March 14, 2016: Reformatting

Some time ago I forked Noam Lewis's HOpenCV bindings to the fine OpenCV library to fill them out with pieces I needed for several projects at work, and to experiment with how such bindings could be used. Over time I've built up some useful components, and, in a fit of non-procrastination, I've recently pushed many updates and assembled a fun demo program.

To try things out, grab the code and cabal install this alternate universe version of HOpenCV. I'm not going to go into too much detail here about how the library works, but performance deserves a mention, as does some explication of usage.

The first thing that strikes the inquisitive Haskeller when attempting to work with a native library such as OpenCV through the FFI is that image processing feels rather functional: we process an input image to produce an output image. Now, in practice, much OpenCV code is visibly caught between a naming rock and a naming hard place. Supposing an Image type in C, one sees things like,

...
cvCvtColor(rgbImg, grayImg, CV_RGB2GRAY);
cvThreshold(grayImg, grayImg, 100, 255, CV_THRESH_BINARY);
...

The programmer coverts an RGB image to a grayscale image, then thresholds the grayscale image before moving on. An issue one might have with this code is the choice of names: grayImg is a fine choice of name for a grayscale version of rgbImg, but using the same name for the thresholded version? That seems less fine. Note that the re-use of the same image value is perfectly reasonable as the intermediate value is not used, and the allocation savings can add up. To avoid having names that are either inappropriate for what they end up bound to, or are inappropriate for what they start out bound to, an alternative is to name all such re-used images something like tempImg. This alternative has the advantage of avoiding misleadingly suggestive names, at the expense of cluttering code up with tokens that are devoid of content for the reader.

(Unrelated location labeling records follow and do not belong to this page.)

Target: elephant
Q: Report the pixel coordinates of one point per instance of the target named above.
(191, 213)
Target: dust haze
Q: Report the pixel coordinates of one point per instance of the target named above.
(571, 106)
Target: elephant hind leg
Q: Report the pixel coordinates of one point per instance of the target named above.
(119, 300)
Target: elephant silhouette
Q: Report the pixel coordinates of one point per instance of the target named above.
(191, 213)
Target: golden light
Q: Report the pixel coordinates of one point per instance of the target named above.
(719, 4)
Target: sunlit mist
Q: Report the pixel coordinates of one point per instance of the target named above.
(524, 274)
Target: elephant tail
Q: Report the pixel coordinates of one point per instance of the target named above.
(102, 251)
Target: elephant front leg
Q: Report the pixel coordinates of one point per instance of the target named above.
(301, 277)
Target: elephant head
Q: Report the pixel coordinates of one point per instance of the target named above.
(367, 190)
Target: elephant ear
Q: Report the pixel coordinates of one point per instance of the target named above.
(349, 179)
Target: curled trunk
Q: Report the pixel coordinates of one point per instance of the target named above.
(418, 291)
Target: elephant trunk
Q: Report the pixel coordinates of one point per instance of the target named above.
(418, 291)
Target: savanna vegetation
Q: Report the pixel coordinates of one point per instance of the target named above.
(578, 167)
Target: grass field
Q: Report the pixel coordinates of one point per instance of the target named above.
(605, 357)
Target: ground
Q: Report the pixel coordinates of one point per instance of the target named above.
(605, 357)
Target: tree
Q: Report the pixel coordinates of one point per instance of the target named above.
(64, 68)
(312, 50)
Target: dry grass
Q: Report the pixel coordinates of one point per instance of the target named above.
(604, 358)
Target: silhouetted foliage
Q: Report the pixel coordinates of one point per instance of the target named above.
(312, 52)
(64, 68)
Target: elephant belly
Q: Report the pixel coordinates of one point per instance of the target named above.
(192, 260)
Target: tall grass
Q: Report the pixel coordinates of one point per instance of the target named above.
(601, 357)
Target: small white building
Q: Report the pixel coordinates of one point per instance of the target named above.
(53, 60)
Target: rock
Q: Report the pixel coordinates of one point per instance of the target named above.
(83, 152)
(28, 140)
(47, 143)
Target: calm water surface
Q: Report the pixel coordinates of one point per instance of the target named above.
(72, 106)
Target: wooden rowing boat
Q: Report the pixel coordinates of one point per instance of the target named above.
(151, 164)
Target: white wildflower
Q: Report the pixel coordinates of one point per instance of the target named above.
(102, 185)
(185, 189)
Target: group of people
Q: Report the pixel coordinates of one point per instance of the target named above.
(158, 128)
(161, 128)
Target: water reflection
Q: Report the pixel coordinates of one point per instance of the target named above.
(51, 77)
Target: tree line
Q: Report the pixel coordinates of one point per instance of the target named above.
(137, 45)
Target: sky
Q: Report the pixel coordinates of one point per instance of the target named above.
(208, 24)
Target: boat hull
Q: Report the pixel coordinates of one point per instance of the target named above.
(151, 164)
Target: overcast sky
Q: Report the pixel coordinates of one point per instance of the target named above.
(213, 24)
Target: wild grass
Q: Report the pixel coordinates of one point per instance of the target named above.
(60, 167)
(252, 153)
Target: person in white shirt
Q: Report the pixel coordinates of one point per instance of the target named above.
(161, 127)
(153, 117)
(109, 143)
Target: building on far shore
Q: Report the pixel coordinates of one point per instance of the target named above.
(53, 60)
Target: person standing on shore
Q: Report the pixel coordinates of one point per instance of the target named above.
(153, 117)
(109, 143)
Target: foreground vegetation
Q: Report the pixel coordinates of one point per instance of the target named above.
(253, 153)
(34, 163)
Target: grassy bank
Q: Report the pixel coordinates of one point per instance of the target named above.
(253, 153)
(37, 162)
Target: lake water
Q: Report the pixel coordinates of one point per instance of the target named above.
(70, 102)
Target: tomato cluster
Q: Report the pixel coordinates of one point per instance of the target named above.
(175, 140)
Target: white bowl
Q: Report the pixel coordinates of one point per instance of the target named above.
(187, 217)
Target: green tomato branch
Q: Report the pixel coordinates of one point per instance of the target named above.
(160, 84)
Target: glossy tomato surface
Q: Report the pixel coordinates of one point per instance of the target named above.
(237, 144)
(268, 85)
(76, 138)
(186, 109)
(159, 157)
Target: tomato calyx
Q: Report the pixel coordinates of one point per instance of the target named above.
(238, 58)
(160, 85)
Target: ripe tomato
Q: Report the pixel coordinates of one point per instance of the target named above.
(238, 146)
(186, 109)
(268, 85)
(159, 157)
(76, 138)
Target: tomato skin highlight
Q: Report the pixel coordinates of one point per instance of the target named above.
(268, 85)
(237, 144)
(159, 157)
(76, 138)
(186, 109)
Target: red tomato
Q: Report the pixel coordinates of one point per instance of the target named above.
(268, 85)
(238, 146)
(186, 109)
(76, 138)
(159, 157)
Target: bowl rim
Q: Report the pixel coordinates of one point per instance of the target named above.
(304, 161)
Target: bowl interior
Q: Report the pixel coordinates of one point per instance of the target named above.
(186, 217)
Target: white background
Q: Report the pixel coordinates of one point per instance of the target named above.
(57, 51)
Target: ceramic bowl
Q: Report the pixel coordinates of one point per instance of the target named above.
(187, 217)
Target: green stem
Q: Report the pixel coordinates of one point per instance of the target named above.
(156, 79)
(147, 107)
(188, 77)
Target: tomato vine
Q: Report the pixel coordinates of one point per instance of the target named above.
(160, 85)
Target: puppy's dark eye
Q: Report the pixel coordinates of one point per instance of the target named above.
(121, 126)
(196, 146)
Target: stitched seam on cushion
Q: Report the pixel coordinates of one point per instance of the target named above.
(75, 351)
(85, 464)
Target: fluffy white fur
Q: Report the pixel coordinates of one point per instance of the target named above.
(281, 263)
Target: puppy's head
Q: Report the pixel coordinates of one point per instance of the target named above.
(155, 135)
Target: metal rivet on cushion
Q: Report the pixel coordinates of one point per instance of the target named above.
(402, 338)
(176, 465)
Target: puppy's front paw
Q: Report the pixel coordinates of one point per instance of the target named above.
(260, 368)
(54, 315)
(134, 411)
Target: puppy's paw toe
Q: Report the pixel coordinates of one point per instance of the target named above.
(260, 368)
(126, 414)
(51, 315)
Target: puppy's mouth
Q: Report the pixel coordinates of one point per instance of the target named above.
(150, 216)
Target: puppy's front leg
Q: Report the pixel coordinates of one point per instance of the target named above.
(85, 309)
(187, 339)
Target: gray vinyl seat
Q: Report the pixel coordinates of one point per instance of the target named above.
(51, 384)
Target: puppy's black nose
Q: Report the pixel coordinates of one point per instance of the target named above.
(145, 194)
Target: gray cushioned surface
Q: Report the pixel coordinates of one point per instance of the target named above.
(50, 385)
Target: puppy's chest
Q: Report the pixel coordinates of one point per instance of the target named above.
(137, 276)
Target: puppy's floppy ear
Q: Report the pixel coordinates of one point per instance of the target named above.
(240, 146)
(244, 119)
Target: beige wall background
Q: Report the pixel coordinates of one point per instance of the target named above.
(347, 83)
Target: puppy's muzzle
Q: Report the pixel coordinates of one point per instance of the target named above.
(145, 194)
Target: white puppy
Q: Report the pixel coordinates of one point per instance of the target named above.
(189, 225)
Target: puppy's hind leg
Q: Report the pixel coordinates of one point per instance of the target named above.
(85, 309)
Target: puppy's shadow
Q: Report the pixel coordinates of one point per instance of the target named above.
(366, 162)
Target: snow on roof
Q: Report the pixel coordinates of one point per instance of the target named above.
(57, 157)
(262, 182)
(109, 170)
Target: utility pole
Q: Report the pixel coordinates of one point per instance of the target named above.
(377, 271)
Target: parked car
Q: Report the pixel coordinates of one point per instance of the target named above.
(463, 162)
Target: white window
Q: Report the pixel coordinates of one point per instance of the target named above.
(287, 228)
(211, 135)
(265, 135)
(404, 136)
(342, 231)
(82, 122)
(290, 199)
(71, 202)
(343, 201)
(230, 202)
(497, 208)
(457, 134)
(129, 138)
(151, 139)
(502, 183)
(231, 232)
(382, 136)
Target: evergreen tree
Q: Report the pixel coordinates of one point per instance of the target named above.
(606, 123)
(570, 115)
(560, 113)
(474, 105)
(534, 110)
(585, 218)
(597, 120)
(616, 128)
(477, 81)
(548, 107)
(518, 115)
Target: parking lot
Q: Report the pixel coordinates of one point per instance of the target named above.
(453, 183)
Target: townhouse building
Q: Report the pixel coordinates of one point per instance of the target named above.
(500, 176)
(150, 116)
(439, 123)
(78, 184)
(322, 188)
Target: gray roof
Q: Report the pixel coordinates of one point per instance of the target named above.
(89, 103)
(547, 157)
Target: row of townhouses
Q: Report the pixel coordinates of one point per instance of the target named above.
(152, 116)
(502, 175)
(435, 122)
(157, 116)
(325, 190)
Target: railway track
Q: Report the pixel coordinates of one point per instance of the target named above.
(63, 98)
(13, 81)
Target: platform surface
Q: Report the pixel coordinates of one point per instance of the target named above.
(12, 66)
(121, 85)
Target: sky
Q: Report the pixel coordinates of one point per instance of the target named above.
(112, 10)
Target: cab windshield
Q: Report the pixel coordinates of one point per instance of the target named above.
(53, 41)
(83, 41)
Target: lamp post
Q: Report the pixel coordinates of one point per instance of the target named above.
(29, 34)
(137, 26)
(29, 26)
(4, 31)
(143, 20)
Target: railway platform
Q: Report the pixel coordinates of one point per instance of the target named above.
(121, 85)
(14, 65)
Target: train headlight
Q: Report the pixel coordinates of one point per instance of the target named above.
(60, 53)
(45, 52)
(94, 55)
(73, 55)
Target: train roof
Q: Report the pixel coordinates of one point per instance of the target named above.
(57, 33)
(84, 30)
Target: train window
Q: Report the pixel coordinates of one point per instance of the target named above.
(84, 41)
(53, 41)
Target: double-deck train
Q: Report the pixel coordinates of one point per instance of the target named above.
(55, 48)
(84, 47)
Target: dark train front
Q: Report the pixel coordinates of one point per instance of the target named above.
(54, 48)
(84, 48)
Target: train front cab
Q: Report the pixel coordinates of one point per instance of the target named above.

If you are coming at this from a functional programming point of view, you want to write the active part of this little snippet as, cvThreshold 100 255 . cvCvtColor CV_RGB2GRAY.

To cut a long story short(er), this is how you string together operations in the version of HOpenCV you built from my github repository. Before we get to the literate Haskell part of this post, let's take one quick diversion into the FFI and in-place updates piece.

In order to avoid restricting every use of OpenCV to the IO monad, one can maintain referential transparency by never performing in-place updates, and wrapping all the calls into OpenCV with unsafePerformIO. The first part of this course of action is effected by always allocating a fresh image for any OpenCV operation to use as a destination. The two parts together are made somewhat prettier by relying on a small set of core combinators for wrapping calls into OpenCV. One of the combinators I use is called cv. Using cv results in compositions that look like, cv f . cv g . cv h.

The great part of function composition like this is that those hard-to-name intermediate values are out of our hair: the . solved our naming problem!

Remember that, in order to make OpenCV calls safe, we duplicate input before operating on the duplicate in-place. This means that the example composition is actually more like, cv f dup . cv g dup . cv h dup where dup clones the input value, and cv calls the OpenCV function, e.g. f, passing it the cloned value to be mutated in-place. What we can do instead is strike up a profitable conversation with the amazing programmable inliner GHC comes with to have this kind of computational pipeline rewritten to the moral equivalent of, cv (f.g.h) dup.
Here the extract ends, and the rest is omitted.